I think we can start with something like the below.
The sample id (attr.sample_type) should have
IDENTIFIER | TID | TIME to enable defer_callchain
in order to match sample and callchain records.
Thanks,
Namhyung
---8<---
diff --git a/include/uapi/linux/perf_event.h b/include/uapi/linux/perf_event.h
index 39c6a250dd1b..a3765ff59798 100644
--- a/include/uapi/linux/perf_event.h
+++ b/include/uapi/linux/perf_event.h
@@ -456,7 +456,8 @@ struct perf_event_attr {
inherit_thread : 1, /* children only inherit if cloned with CLONE_THREAD */
remove_on_exec : 1, /* event is removed from task on exec */
sigtrap : 1, /* send synchronous SIGTRAP on event */
- __reserved_1 : 26;
+ defer_callchain: 1, /* generate DEFERRED_CALLCHAINS records for userspace */
+ __reserved_1 : 25;
union {
__u32 wakeup_events; /* wakeup every n events */
@@ -1207,6 +1208,20 @@ enum perf_event_type {
*/
PERF_RECORD_AUX_OUTPUT_HW_ID = 21,
+ /*
+ * Deferred user stack callchains (for SFrame). Previous samples would
+ * have kernel callchains only and they need to be stitched with this
+ * to make full callchains.
+ *
+ * struct {
+ * struct perf_event_header header;
+ * u64 nr;
+ * u64 ips[nr];
+ * struct sample_id sample_id;
+ * };
+ */
+ PERF_RECORD_DEFERRED_CALLCHAINS = 22,
+
PERF_RECORD_MAX, /* non-ABI */
};
On Wed, Nov 15, 2023 at 08:13:31AM -0800, Namhyung Kim wrote:
> ---8<---
> diff --git a/include/uapi/linux/perf_event.h b/include/uapi/linux/perf_event.h
> index 39c6a250dd1b..a3765ff59798 100644
> --- a/include/uapi/linux/perf_event.h
> +++ b/include/uapi/linux/perf_event.h
> @@ -456,7 +456,8 @@ struct perf_event_attr {
> inherit_thread : 1, /* children only inherit if cloned with CLONE_THREAD */
> remove_on_exec : 1, /* event is removed from task on exec */
> sigtrap : 1, /* send synchronous SIGTRAP on event */
> - __reserved_1 : 26;
> + defer_callchain: 1, /* generate DEFERRED_CALLCHAINS records for userspace */
> + __reserved_1 : 25;
>
> union {
> __u32 wakeup_events; /* wakeup every n events */
> @@ -1207,6 +1208,20 @@ enum perf_event_type {
> */
> PERF_RECORD_AUX_OUTPUT_HW_ID = 21,
>
> + /*
> + * Deferred user stack callchains (for SFrame).

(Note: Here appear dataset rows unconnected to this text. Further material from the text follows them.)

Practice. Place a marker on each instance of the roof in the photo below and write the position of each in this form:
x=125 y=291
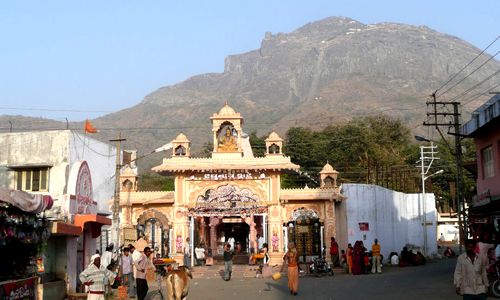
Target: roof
x=226 y=111
x=170 y=166
x=274 y=137
x=486 y=115
x=324 y=193
x=181 y=138
x=328 y=169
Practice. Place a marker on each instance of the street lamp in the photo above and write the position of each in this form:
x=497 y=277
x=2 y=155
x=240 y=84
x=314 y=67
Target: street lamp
x=424 y=171
x=116 y=201
x=459 y=179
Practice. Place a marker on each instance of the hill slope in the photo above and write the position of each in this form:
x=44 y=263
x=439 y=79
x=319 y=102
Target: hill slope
x=327 y=71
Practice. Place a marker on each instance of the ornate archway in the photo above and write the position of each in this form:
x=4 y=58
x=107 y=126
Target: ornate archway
x=154 y=227
x=305 y=231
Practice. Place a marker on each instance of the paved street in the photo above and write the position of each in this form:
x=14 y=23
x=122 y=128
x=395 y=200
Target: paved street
x=432 y=281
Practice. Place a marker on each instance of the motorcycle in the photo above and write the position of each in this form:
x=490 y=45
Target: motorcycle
x=320 y=266
x=493 y=272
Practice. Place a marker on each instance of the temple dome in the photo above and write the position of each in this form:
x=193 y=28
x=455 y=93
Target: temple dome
x=328 y=169
x=181 y=138
x=274 y=136
x=227 y=111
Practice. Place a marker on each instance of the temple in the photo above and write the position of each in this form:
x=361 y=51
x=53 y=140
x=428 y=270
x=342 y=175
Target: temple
x=233 y=193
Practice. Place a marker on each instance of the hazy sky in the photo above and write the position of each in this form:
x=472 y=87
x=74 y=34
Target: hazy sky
x=108 y=55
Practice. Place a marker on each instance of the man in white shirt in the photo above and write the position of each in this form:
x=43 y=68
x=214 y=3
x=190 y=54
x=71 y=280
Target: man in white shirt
x=186 y=251
x=106 y=256
x=126 y=262
x=470 y=278
x=94 y=277
x=230 y=241
x=142 y=265
x=260 y=243
x=135 y=256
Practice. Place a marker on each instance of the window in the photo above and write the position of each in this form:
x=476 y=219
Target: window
x=488 y=167
x=33 y=180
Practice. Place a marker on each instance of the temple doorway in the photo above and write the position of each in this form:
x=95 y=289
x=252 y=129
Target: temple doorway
x=239 y=230
x=306 y=232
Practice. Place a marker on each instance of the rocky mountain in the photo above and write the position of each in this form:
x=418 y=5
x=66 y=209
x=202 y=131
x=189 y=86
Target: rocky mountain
x=328 y=71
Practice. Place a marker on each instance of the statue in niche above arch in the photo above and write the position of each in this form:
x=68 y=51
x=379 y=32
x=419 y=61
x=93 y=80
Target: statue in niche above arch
x=227 y=143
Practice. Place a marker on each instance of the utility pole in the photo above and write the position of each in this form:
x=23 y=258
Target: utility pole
x=457 y=152
x=116 y=200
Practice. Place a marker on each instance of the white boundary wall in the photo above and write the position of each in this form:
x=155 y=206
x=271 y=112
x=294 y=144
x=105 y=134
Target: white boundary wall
x=394 y=218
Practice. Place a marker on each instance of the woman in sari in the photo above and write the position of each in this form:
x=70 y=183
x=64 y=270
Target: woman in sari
x=349 y=258
x=358 y=261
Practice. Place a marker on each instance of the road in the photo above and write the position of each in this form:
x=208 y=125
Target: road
x=432 y=281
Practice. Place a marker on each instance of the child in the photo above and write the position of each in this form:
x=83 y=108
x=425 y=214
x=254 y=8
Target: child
x=343 y=259
x=367 y=264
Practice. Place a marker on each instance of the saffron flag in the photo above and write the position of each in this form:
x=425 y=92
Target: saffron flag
x=89 y=128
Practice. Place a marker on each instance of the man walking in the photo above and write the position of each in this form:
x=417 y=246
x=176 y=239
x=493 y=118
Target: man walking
x=186 y=251
x=334 y=252
x=260 y=243
x=228 y=262
x=442 y=239
x=94 y=276
x=142 y=265
x=470 y=277
x=376 y=257
x=231 y=241
x=107 y=256
x=126 y=263
x=293 y=268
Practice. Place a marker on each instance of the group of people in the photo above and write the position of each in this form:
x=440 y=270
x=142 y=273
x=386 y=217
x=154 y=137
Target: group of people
x=357 y=259
x=96 y=276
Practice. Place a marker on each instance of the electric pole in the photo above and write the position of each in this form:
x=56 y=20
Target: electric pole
x=116 y=200
x=457 y=152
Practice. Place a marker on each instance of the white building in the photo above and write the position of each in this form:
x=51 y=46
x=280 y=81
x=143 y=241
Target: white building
x=394 y=218
x=78 y=173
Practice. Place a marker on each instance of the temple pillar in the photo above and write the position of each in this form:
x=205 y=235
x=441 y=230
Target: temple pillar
x=253 y=233
x=329 y=227
x=214 y=223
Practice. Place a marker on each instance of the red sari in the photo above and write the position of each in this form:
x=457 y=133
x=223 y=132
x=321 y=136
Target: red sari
x=357 y=261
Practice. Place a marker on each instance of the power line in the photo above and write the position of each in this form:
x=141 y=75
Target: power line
x=468 y=75
x=468 y=64
x=65 y=110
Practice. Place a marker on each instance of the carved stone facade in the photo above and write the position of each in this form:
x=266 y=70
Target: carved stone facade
x=232 y=194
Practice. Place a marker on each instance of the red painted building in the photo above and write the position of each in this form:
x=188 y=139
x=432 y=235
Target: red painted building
x=484 y=128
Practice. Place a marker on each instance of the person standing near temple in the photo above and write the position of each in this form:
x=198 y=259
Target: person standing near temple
x=107 y=256
x=186 y=251
x=231 y=241
x=142 y=265
x=292 y=258
x=334 y=252
x=93 y=277
x=470 y=277
x=228 y=262
x=126 y=262
x=260 y=243
x=376 y=257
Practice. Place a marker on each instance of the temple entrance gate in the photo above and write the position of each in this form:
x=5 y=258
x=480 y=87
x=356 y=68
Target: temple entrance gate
x=154 y=227
x=306 y=232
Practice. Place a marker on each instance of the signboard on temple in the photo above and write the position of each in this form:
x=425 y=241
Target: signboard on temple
x=19 y=290
x=364 y=226
x=80 y=183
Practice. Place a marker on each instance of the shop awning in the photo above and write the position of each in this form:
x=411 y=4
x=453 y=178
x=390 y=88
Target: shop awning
x=91 y=222
x=31 y=203
x=61 y=228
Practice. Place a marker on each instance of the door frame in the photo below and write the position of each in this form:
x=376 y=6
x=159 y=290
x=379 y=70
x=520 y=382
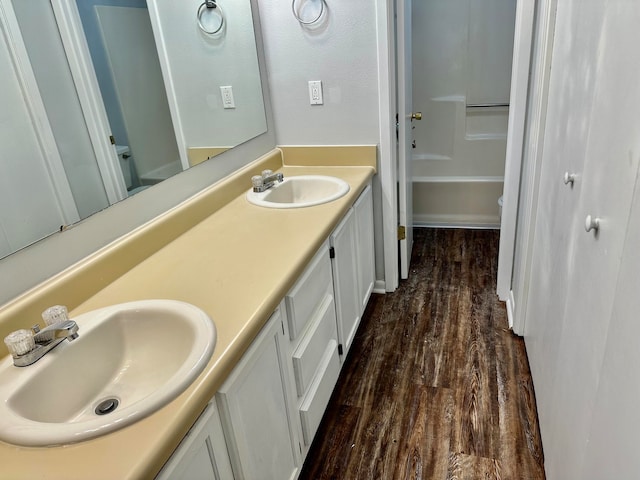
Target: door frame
x=517 y=297
x=387 y=152
x=86 y=82
x=522 y=42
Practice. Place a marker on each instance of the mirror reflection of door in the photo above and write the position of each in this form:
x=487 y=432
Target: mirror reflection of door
x=125 y=60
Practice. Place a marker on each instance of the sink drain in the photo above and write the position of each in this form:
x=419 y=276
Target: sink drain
x=107 y=406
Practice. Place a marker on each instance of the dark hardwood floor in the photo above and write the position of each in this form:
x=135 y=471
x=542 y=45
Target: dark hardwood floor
x=435 y=385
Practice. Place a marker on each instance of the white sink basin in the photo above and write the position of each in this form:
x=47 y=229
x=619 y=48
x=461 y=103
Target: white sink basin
x=142 y=354
x=300 y=191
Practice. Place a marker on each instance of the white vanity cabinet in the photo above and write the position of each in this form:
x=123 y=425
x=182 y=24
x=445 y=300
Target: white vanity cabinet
x=313 y=360
x=255 y=410
x=271 y=405
x=202 y=454
x=353 y=270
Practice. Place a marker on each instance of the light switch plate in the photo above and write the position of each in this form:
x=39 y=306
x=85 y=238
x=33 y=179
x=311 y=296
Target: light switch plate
x=315 y=92
x=227 y=97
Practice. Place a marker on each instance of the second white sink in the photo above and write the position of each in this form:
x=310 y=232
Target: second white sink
x=128 y=361
x=301 y=191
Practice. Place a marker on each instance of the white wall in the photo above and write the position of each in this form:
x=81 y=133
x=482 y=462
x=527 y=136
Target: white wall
x=579 y=305
x=341 y=51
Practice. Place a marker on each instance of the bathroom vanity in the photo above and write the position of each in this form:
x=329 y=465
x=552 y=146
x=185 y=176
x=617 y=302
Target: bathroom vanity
x=271 y=405
x=284 y=310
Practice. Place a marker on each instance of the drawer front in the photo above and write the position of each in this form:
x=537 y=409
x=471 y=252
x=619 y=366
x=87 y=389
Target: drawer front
x=308 y=292
x=308 y=356
x=319 y=393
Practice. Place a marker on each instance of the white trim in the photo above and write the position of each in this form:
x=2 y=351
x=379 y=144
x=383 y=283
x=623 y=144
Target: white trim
x=510 y=309
x=457 y=179
x=523 y=39
x=165 y=68
x=37 y=111
x=387 y=150
x=431 y=157
x=541 y=67
x=379 y=287
x=84 y=78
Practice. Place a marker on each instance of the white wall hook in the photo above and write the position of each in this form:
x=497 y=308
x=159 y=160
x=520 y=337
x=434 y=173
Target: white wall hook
x=569 y=178
x=591 y=223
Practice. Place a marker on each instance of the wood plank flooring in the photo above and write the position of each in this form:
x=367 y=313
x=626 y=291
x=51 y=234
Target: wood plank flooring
x=435 y=386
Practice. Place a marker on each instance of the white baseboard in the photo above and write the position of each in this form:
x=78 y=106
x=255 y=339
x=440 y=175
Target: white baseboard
x=456 y=221
x=511 y=307
x=379 y=287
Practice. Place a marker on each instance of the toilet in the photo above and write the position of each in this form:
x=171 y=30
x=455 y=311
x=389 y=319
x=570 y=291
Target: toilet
x=126 y=166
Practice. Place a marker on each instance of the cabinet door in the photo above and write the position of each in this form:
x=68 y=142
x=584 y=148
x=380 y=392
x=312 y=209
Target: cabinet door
x=202 y=454
x=345 y=280
x=255 y=414
x=363 y=209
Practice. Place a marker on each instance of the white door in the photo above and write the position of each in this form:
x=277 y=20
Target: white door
x=405 y=107
x=35 y=197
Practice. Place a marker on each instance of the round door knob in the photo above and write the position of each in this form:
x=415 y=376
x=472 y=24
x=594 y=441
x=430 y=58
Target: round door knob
x=569 y=178
x=591 y=223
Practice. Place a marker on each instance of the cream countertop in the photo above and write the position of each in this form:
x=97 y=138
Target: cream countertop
x=237 y=265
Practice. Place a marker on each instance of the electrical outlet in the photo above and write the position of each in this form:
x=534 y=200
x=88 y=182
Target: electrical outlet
x=315 y=92
x=227 y=97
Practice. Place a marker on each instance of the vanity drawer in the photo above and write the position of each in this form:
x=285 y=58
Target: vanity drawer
x=319 y=393
x=309 y=292
x=308 y=356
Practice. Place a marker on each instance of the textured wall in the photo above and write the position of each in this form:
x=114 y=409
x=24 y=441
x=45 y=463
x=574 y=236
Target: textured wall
x=340 y=51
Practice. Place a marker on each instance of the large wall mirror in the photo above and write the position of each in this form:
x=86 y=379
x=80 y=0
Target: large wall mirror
x=104 y=98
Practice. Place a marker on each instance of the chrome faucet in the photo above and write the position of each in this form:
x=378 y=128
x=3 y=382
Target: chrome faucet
x=46 y=340
x=262 y=183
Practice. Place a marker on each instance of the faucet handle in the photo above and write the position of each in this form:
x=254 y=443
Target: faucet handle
x=256 y=181
x=55 y=314
x=20 y=342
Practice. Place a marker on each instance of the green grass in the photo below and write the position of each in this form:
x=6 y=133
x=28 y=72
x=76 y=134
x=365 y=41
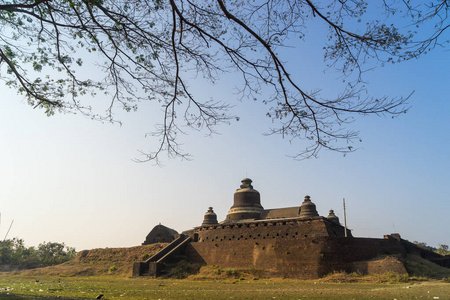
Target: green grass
x=146 y=288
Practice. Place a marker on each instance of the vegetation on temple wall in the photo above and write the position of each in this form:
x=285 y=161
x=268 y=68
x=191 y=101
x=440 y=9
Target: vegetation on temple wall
x=14 y=252
x=150 y=50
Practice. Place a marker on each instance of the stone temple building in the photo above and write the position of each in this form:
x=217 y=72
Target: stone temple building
x=160 y=234
x=291 y=242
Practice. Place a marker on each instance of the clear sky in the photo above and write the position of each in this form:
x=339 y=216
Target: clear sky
x=70 y=179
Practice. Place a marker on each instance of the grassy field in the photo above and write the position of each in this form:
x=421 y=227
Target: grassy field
x=108 y=271
x=19 y=287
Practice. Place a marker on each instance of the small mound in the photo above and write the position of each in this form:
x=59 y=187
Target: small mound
x=108 y=261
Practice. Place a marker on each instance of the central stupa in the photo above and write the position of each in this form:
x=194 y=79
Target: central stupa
x=247 y=203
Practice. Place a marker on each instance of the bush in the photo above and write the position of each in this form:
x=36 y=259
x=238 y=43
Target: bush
x=13 y=251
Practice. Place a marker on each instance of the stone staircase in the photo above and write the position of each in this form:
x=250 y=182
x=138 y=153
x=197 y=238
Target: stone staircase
x=155 y=264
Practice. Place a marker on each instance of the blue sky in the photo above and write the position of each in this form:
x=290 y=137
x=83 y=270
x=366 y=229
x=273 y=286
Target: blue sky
x=70 y=179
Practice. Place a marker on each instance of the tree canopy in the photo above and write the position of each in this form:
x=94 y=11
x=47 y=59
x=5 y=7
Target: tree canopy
x=149 y=50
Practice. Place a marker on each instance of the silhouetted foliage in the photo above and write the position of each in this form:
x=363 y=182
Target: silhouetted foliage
x=149 y=50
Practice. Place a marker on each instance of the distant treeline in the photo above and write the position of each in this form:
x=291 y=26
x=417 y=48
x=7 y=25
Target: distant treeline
x=442 y=250
x=14 y=252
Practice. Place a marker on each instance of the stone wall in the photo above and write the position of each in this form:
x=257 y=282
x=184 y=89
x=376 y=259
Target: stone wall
x=302 y=257
x=272 y=229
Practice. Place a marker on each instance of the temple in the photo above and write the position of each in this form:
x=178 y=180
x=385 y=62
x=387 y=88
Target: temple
x=293 y=242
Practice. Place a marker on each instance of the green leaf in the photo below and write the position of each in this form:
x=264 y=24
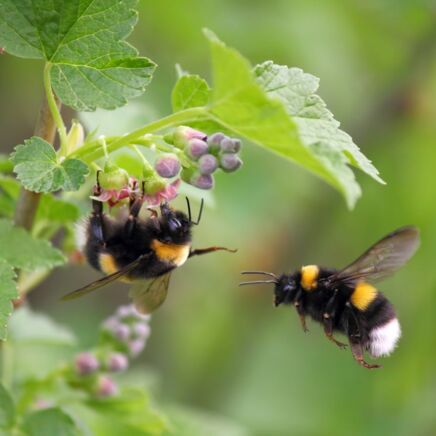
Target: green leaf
x=130 y=415
x=240 y=104
x=8 y=292
x=7 y=409
x=92 y=65
x=297 y=90
x=190 y=91
x=27 y=326
x=20 y=250
x=39 y=170
x=56 y=210
x=50 y=422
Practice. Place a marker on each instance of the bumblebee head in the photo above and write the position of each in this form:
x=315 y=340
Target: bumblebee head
x=175 y=226
x=284 y=286
x=284 y=289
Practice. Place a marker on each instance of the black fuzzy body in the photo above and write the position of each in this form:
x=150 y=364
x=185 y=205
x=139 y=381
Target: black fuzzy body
x=125 y=244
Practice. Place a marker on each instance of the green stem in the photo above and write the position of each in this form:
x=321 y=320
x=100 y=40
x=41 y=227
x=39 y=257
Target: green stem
x=54 y=109
x=7 y=364
x=94 y=150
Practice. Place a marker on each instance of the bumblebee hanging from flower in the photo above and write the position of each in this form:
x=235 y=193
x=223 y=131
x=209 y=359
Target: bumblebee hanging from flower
x=142 y=252
x=345 y=300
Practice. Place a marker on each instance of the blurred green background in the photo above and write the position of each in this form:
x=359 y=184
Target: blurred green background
x=224 y=350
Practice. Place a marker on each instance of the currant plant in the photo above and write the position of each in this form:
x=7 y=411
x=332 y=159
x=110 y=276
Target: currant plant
x=87 y=64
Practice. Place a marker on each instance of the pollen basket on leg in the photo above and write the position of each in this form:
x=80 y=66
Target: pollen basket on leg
x=309 y=277
x=363 y=295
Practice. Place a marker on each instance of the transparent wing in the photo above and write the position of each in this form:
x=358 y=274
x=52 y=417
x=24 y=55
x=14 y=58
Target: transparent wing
x=103 y=281
x=382 y=259
x=148 y=295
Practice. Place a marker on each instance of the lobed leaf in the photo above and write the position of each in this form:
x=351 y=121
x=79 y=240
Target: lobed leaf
x=39 y=170
x=244 y=102
x=8 y=292
x=190 y=91
x=92 y=65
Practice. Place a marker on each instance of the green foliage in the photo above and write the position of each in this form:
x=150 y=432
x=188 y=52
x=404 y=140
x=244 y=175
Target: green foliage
x=190 y=91
x=40 y=170
x=25 y=252
x=7 y=410
x=8 y=292
x=50 y=422
x=91 y=64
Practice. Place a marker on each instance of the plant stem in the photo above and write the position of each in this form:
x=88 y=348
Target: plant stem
x=55 y=112
x=94 y=151
x=28 y=201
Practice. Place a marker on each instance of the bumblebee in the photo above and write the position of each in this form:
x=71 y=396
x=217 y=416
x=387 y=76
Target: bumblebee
x=345 y=300
x=142 y=252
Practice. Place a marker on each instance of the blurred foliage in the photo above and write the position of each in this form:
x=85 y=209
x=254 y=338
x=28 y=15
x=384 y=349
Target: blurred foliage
x=221 y=350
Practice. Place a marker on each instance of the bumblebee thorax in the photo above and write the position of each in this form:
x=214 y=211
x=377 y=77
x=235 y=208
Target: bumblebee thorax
x=309 y=277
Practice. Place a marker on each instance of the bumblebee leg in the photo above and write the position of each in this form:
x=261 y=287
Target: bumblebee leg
x=201 y=251
x=96 y=221
x=327 y=320
x=355 y=338
x=299 y=306
x=135 y=208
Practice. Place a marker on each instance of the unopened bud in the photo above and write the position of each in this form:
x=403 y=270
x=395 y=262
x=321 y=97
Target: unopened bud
x=167 y=166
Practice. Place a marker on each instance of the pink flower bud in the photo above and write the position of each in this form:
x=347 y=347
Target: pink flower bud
x=230 y=162
x=141 y=330
x=117 y=362
x=167 y=166
x=86 y=363
x=136 y=346
x=106 y=387
x=207 y=164
x=202 y=181
x=196 y=148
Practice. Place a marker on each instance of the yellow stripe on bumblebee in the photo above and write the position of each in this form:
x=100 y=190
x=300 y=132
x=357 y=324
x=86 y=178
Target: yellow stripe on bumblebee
x=309 y=277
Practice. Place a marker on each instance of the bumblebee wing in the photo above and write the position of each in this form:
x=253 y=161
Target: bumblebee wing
x=148 y=295
x=103 y=281
x=382 y=259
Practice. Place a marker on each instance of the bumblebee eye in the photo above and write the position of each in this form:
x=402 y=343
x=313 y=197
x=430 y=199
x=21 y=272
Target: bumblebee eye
x=174 y=224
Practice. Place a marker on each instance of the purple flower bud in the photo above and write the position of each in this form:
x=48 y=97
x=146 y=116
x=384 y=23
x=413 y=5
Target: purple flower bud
x=141 y=330
x=202 y=181
x=230 y=162
x=182 y=135
x=167 y=166
x=229 y=145
x=86 y=363
x=117 y=362
x=214 y=141
x=196 y=148
x=207 y=164
x=136 y=346
x=106 y=387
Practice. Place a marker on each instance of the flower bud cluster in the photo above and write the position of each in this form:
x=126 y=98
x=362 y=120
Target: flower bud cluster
x=206 y=154
x=123 y=337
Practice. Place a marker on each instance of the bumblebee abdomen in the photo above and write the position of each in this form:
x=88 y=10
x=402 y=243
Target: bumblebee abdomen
x=382 y=327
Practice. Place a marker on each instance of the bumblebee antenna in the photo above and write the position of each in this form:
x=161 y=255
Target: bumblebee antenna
x=257 y=282
x=189 y=209
x=199 y=213
x=265 y=273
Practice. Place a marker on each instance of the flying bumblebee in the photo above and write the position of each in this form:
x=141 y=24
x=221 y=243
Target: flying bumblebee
x=139 y=251
x=345 y=300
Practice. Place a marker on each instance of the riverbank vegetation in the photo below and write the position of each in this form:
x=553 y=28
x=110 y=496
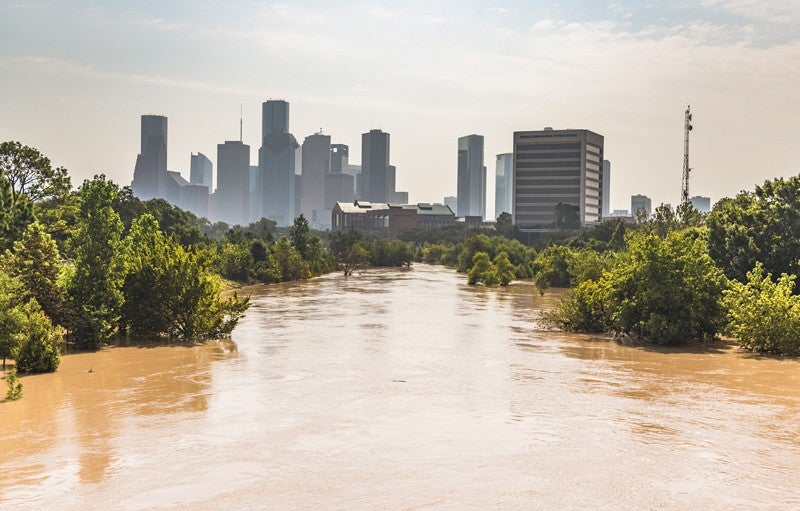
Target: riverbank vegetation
x=677 y=277
x=81 y=268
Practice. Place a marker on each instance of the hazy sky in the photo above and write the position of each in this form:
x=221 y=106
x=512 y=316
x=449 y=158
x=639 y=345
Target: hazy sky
x=75 y=77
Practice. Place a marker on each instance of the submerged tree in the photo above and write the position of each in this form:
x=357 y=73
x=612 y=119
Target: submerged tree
x=39 y=347
x=37 y=264
x=95 y=291
x=764 y=315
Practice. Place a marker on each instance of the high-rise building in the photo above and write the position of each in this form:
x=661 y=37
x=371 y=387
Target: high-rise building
x=276 y=161
x=503 y=184
x=701 y=204
x=355 y=171
x=375 y=166
x=451 y=202
x=316 y=165
x=201 y=171
x=255 y=190
x=274 y=117
x=605 y=187
x=232 y=197
x=471 y=177
x=338 y=188
x=641 y=203
x=339 y=158
x=150 y=178
x=557 y=176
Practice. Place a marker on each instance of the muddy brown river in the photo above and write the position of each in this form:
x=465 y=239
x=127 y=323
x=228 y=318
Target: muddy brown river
x=404 y=390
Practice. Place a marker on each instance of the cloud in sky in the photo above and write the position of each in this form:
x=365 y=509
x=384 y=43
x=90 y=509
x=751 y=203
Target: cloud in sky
x=425 y=73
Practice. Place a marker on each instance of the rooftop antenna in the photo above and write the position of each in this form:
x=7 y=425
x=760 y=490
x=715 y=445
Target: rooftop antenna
x=687 y=127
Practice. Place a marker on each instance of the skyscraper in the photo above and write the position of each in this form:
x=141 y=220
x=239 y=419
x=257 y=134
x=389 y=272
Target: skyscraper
x=339 y=158
x=641 y=203
x=605 y=187
x=375 y=166
x=316 y=165
x=503 y=183
x=471 y=177
x=274 y=117
x=276 y=161
x=232 y=204
x=553 y=170
x=201 y=171
x=701 y=204
x=150 y=174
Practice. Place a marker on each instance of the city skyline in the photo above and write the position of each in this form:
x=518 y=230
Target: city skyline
x=733 y=61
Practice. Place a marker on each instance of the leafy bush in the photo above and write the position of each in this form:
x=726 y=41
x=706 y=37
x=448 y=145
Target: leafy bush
x=764 y=315
x=39 y=348
x=664 y=290
x=14 y=386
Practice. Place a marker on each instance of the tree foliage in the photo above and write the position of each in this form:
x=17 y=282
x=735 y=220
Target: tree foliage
x=11 y=315
x=664 y=290
x=760 y=226
x=36 y=262
x=95 y=291
x=764 y=315
x=39 y=346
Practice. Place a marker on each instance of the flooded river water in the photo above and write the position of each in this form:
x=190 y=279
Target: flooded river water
x=404 y=390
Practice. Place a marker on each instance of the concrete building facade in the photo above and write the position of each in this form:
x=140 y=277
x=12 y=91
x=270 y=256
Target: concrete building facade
x=316 y=165
x=232 y=197
x=340 y=158
x=201 y=171
x=641 y=203
x=375 y=167
x=150 y=179
x=554 y=170
x=605 y=188
x=503 y=183
x=471 y=191
x=277 y=160
x=389 y=219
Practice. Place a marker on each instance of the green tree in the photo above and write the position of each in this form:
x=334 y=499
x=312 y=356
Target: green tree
x=37 y=264
x=148 y=288
x=11 y=315
x=285 y=263
x=15 y=214
x=39 y=348
x=347 y=247
x=196 y=308
x=30 y=173
x=14 y=391
x=760 y=226
x=504 y=225
x=663 y=290
x=764 y=315
x=95 y=291
x=505 y=270
x=300 y=236
x=236 y=261
x=482 y=271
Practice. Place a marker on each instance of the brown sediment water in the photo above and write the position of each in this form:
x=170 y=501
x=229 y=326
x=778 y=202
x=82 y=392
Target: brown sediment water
x=404 y=390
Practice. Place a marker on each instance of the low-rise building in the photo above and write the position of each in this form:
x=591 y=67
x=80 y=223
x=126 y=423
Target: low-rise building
x=389 y=219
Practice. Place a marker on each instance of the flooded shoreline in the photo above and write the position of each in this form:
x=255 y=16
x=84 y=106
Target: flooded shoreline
x=404 y=389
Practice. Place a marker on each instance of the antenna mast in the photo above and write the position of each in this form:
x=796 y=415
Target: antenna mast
x=687 y=127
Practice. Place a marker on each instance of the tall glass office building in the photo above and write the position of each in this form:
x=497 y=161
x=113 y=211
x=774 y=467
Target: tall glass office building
x=553 y=169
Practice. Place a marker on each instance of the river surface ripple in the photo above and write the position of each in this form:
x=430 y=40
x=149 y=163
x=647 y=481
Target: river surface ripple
x=404 y=390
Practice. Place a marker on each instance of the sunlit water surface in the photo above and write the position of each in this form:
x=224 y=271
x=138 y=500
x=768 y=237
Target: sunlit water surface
x=404 y=390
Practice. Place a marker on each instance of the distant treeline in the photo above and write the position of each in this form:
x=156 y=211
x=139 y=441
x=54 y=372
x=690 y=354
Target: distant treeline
x=678 y=277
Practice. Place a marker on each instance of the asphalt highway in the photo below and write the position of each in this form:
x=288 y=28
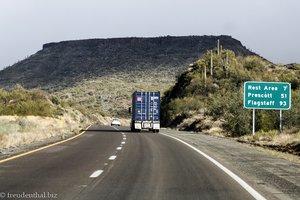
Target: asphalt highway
x=113 y=163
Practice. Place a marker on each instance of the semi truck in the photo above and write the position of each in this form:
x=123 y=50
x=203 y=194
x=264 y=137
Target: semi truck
x=145 y=111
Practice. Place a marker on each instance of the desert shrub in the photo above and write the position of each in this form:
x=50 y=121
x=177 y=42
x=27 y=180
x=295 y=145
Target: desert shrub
x=22 y=102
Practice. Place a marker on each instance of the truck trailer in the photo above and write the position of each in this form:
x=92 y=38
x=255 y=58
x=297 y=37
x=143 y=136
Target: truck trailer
x=145 y=111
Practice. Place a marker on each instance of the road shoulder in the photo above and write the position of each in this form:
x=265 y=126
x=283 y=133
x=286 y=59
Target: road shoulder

Previous samples would
Possibly also useful for ShadowStack based unwinders. And by virtue of
it possibly saving work when multiple consecutive samples hit
the same kernel section, for everything.
> + * have kernel callchains only and they need to be stitched with this
> + * to make full callchains.
> + *
> + * struct {
> + * struct perf_event_header header;
> + * u64 nr;
> + * u64 ips[nr];
> + * struct sample_id sample_id;
> + * };
> + */
> + PERF_RECORD_DEFERRED_CALLCHAINS = 22,
> +
> PERF_RECORD_MAX, /* non-ABI */
> };
>
Anyway, yeah, that should do I suppose.